Umodzi Party president, Professor John Chisi is demanding Malawi Police Service (MPS) Inspector General (IG) Rodney Jose to resign for allegedly failing in his role to stop abductions and killings of people with albinism.
Chisi said the killings are avoidable but police are lacking a strategy and have taken a back seat in dealing with the abomination.
“This issue of albino killings is unacceptable. These are avoidable deaths. The police have failed us, as they have the National Intelligence Bureau yet are doing nothing,” Chisi said.
He asks Jose to conduct a news conference to let the nation know why they are failing to end the malpractice.

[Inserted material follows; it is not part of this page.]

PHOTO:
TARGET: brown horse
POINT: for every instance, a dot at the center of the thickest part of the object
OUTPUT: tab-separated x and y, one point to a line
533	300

Chisi said the failure by MPS to update the nation on the steps and progress so far made in the search for perpetrators and measures to protect person with albinism is “clear evidence of the IG’s incompetence in handling the matter.”
He said: “This is the incompetence of the Malawi Police Service, if they are being stopped by politicians in the fight against the killings, they should come out, and say it.”
The opposition and civil society organisations (CSOs) have been accusing government of failing to deal with the vice, while President Peter Mutharika continues to hit back at such criticism, saying government is doing all it can to curb the vice, and that it is every one’s duty to fight the killings.
Malawi Congress Party (MCP) leader Lazarus Chakwera said during a press briefing in Lilongwe last week said President Peter Mutharika should stop being “a coward” and deal with the atrocities once and for all. He said his administration would end the attacks, abductions and killings of persons with albinism if voted into government during the May 21 Tripartite Elections.
But Mutharika, speaking during the commissioning of the $50 million (about K36 billion) World Bank-funded Kamuzu Barrage and bridge on Monday in Liwonde, said by not providing the solution now, his critics have no solution.
He said: “The issue of abduction and killings of persons with albinism is complex and is disheartening. When such reports started, I sent the Inspector General of Police to Rwanda and Tanzania to learn how our colleagues have managed to contain the problem. They came up with a National Action Plan which, among others, recommended that police units be constructed in all areas to increase security.
“It is sad that someone is saying I am a coward and that I am doing nothing to deal with the issue. Let me warn you, do not politicise this issue.”
Since November 2014, the number of reported crimes against people with albinism in Malawi has risen to 152 cases, including 25 murders and more than 10 people missing, according to Association of People with Albinism in Malawi.